Eines Tages, als Ary besonders sich war, dass sie einen außergewöhnlich reichen Fang erspäht hatte, eilte sie zurück zum Hafen, als sich die Morgendämmerung gerade über den Horizont erhob, und suchte den größten Störhändler am Ort auf – ein Mann, den alle Spotty nannten.
„3 Solidus für ein Dutzend“, erklärte Ary stolz.
Der Kaufmann musterte sie verwirrt. „Was meinst du?“, fragte Spotty.
„3 Solidus für ein Dutzend Pfund Stör“, wiederholte Ary zuversichtlich. „Ich biete Euch ein Dutzend Pfund Stör für 3 Solidus an.“
Der Händler lächelte höhnisch. „Du hast keinen Fisch, den du mir verkaufen könntest, kleines Mädchen. Hau ab! Ich habe zu tun.“
Unbeirrt antwortete Ary: „Ich mag noch keinen Fisch besitzen, aber ich habe vor, welchen bei der Auktion zu ersteigern, und ihn Euch für 3 Solidus zu veräußern.“
Der Händler spottete: "Lachhaft! Der normale Auktionspreis beträgt 6 Solidus. Warum willst Du sie mir jetzt für 3 Solidus verkaufen?"

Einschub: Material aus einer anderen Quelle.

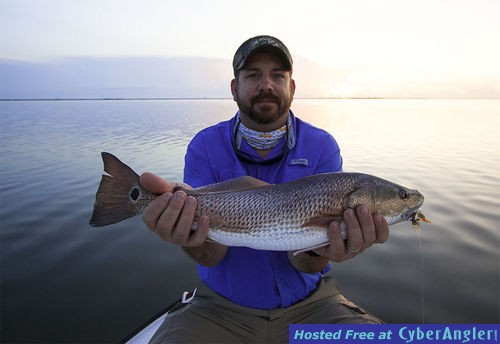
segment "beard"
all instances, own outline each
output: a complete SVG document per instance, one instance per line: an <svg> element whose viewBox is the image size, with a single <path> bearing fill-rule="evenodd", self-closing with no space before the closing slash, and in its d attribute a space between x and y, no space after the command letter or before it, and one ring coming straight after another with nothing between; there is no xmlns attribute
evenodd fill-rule
<svg viewBox="0 0 500 344"><path fill-rule="evenodd" d="M263 99L273 102L276 106L260 104L259 101ZM240 112L259 124L270 124L277 121L280 117L288 115L288 111L292 105L290 98L281 99L272 93L259 94L251 98L249 102L244 102L239 97L235 100Z"/></svg>

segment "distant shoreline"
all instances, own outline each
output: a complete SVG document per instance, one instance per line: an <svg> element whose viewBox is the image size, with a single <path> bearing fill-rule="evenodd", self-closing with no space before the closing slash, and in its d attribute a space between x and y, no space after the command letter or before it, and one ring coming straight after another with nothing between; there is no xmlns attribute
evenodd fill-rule
<svg viewBox="0 0 500 344"><path fill-rule="evenodd" d="M96 101L96 100L106 100L106 101L114 101L114 100L226 100L232 98L225 97L103 97L103 98L12 98L12 99L0 99L3 102L22 102L22 101Z"/></svg>
<svg viewBox="0 0 500 344"><path fill-rule="evenodd" d="M122 100L231 100L229 97L103 97L103 98L6 98L0 102L25 102L25 101L122 101ZM383 100L383 99L421 99L421 100L499 100L500 98L426 98L426 97L295 97L294 99L311 100Z"/></svg>

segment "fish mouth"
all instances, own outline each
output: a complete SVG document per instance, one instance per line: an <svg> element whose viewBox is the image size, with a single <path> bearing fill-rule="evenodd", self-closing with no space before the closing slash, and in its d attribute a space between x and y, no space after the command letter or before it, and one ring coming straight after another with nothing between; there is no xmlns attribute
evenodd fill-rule
<svg viewBox="0 0 500 344"><path fill-rule="evenodd" d="M401 214L401 221L411 221L413 226L417 226L420 224L420 221L424 221L426 223L432 223L428 220L425 215L421 211L421 207L414 208L408 210L406 213Z"/></svg>
<svg viewBox="0 0 500 344"><path fill-rule="evenodd" d="M421 212L420 212L421 206L422 205L419 205L418 207L408 209L407 211L405 211L402 214L395 214L393 216L387 216L387 217L385 217L385 220L387 221L387 223L389 225L394 225L396 223L405 222L405 221L414 222L418 218L419 214L421 214Z"/></svg>
<svg viewBox="0 0 500 344"><path fill-rule="evenodd" d="M421 212L421 207L417 207L417 208L413 208L413 209L409 209L408 211L406 211L405 213L399 215L399 217L401 218L401 221L413 221L414 219L416 219L418 217L418 214L420 214Z"/></svg>
<svg viewBox="0 0 500 344"><path fill-rule="evenodd" d="M424 196L417 190L411 190L411 192L420 197L420 201L413 208L408 209L406 212L402 213L399 218L400 221L411 221L413 225L418 225L420 220L425 221L425 216L422 214L422 205L424 204Z"/></svg>

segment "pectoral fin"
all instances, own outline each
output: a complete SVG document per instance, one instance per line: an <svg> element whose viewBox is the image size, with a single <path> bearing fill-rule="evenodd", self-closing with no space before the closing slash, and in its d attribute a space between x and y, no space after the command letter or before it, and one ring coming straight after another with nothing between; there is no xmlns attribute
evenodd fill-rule
<svg viewBox="0 0 500 344"><path fill-rule="evenodd" d="M340 236L342 240L347 239L347 226L344 222L344 218L342 216L321 216L310 219L309 221L302 224L302 228L305 227L319 227L327 229L331 222L337 221L340 223ZM307 250L306 250L307 251Z"/></svg>
<svg viewBox="0 0 500 344"><path fill-rule="evenodd" d="M299 253L304 253L304 252L307 252L307 251L316 250L318 248L325 247L325 246L328 246L328 245L330 245L330 243L327 241L327 242L324 242L324 243L319 244L319 245L315 245L315 246L312 246L312 247L304 248L304 249L299 250L299 251L295 251L295 252L293 252L293 255L296 256Z"/></svg>
<svg viewBox="0 0 500 344"><path fill-rule="evenodd" d="M224 245L223 243L217 241L217 240L214 240L214 239L211 239L211 238L206 238L205 239L206 242L210 242L212 244L220 244L220 245Z"/></svg>
<svg viewBox="0 0 500 344"><path fill-rule="evenodd" d="M323 227L328 228L332 221L337 221L339 223L344 222L344 218L342 216L320 216L310 219L302 224L302 228L304 227Z"/></svg>

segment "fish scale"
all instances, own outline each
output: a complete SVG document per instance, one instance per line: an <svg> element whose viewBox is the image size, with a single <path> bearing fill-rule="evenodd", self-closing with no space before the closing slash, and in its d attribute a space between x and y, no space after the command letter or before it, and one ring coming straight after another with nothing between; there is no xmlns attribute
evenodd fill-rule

„Das soll nicht Eure Sorge sein“, erwiderte Ary. „Ihr könnt sie für 3 Solidus kaufen und Eure Kunden über die Gelegenheit in Kenntnis setzen, günstige Fischgerichte zu genießen. Sie könnten sogar Sonderangebote nutzen, um mehr Gäste in ihre Lokale zu locken.“
Spotty grübelte über Arys Vorschlag nach. Vielleicht besaß sie ihm unbekannte Einblicke. Normalerweise zahlte er 6 Solidus, da war der Erwerb von Stör für 3 Solidus ein verlockendes Angebot. Er zögerte jedoch, weil er in Betracht zog, dass die Preise deutlich niedriger ausfallen könnten, falls sich es an diesem Tag einen außergewöhnlich großen Fang gab. Schließlich kam der Händler zu folgender Überlegung: Wenn ich auf ihren Preis eine Gewinnspanne von 2 Solidus aufschlage, kann ich mit meinen wichtigsten Kunden und Restaurants schon jetzt Geschäfte abschließen. Sie werden froh sein, für 5 Solidus zu kaufen. Außerdem sind es noch zwei Stunden bis zur Auktion, sodass genügend Zeit für die Planung bleibt. Wenn ich für 3 Solidus einkaufe und für fünf verkaufe, werde ich viel mehr Fisch verkaufen als an einem normalen Tag und einen beträchtlichen Gewinn erzielen.
„Einverstanden!“, sagte Spotty endlich und schüttelte feierlich Arys ausgestreckte Hand. „Komm um 10:10 Uhr nach der Auktion wieder und liefere mir den Fisch. Ich werde dir 3 Solidus bezahlen. Und nun mach dich auf, ich muss mich um meine Kunden kümmern“, schloss der Kaufmann brüsk.
Ary und der Händler waren sich einig über den Verhaltenskodex von Emporion, nach dem ein Händedruck ein Geschäft besiegelte. In einem Bereich, in dem Vertrauen an erster Stelle stand und gebrochene Vereinbarungen schwerwiegende Konsequenzen nach sich zogen, war es undenkbar, eine Vereinbarung per Handschlag zu brechen.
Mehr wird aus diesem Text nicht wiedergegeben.